Jaga Netralitas, Ketum Korpri Usul Redesain Sistem Karir ASN

Ketum Korpri mengusulkan Redesain Sistem Karir bagi ASN, pasalnya setiap kali ada pilkada, isu mengenai netralitas ASN selalu mencuat.
Ketua Umum Dewan Pengurus Korpri Nasional Prof. Zudan Arif Fakrulloh. (Foto:Tagar/Kemendagri)

Jakarta – Setiap kali ada pilkada, isu mengenai Netralitas ASN selalu mencuat dan ramai dibicarakan masyarakat. Oleh sebab itu, Ketua Umum Dewan Pengurus Korpri Nasional (DPKN) Prof. Zudan Arif Fakrulloh mengusulkan perlunya merumuskan solusi agar hal tersebut tidak terulang dan menimbulkan kegaduhan setiap kali ada pilkada.

"Meskipun persentasinya sedikit sekali, yakni dari 4,2 juta ASN yang tidak netral itu tidak banyak. Jumlahnya di bawah 1.000, tapi sangat noise. Menimbulkan image seolah-olah ASN itu banyak yang tidak netral," kata Zudan dalam webinar dalam rangka HUT Korpri ke-49 bertajuk 'Netralitas ASN dalam Pilkada Serentak', di Jakarta, Rabu, 19 November 2020.

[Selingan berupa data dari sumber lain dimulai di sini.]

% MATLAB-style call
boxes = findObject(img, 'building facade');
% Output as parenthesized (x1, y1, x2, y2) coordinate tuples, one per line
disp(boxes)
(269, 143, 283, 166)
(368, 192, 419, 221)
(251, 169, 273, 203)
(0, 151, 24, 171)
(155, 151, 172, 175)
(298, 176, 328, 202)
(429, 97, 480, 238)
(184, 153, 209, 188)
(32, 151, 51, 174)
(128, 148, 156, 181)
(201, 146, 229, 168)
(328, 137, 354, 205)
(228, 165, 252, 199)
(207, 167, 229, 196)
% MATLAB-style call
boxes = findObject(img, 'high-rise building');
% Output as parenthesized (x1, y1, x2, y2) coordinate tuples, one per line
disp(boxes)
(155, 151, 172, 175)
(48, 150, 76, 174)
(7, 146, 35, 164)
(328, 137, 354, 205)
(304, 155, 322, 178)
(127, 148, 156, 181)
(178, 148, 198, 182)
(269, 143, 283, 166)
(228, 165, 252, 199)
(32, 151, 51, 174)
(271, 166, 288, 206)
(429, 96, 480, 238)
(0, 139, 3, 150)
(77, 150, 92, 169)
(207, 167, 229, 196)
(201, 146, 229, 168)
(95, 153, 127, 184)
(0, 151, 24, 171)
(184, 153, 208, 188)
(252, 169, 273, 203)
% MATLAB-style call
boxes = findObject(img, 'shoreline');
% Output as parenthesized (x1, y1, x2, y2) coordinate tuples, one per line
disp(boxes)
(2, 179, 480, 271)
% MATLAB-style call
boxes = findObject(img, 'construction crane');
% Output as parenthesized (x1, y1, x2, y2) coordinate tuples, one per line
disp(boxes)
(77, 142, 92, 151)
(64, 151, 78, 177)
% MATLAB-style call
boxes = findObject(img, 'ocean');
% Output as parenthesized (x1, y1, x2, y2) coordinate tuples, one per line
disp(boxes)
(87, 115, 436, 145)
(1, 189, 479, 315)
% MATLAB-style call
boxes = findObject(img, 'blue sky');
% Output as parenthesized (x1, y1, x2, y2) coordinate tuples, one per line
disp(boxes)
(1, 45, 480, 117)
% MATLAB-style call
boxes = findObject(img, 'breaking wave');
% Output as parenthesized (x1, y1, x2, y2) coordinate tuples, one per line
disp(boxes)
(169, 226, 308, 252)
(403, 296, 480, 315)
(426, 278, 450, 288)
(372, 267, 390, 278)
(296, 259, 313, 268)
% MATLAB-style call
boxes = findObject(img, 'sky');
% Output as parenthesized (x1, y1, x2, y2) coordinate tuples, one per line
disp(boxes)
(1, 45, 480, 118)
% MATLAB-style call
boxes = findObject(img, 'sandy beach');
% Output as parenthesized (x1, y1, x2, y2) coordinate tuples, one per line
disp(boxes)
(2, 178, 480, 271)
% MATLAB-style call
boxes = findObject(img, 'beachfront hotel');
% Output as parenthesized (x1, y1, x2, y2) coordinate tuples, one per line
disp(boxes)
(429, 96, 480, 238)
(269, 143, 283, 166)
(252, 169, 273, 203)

Yakni pejabat eselon II selayaknya menjadi pejabat nasional. Sehingga dia bisa dimutasi antarprovinsi dan yang menempatkan itu Menteri PANRB, Mendagri, atau Presiden.

Padahal, lanjut Zudan ASN yang netral jumlahnya jauh lebih banyak. Meski demikian ASN yang tidak netral akan tetap ditangani. "ASN yang profesional jauh lebih banyak jumlahnya dibanding yang tidak netral. Namun meskipun sedikit jumlahnya tetap harus kita tangani," jelasnya.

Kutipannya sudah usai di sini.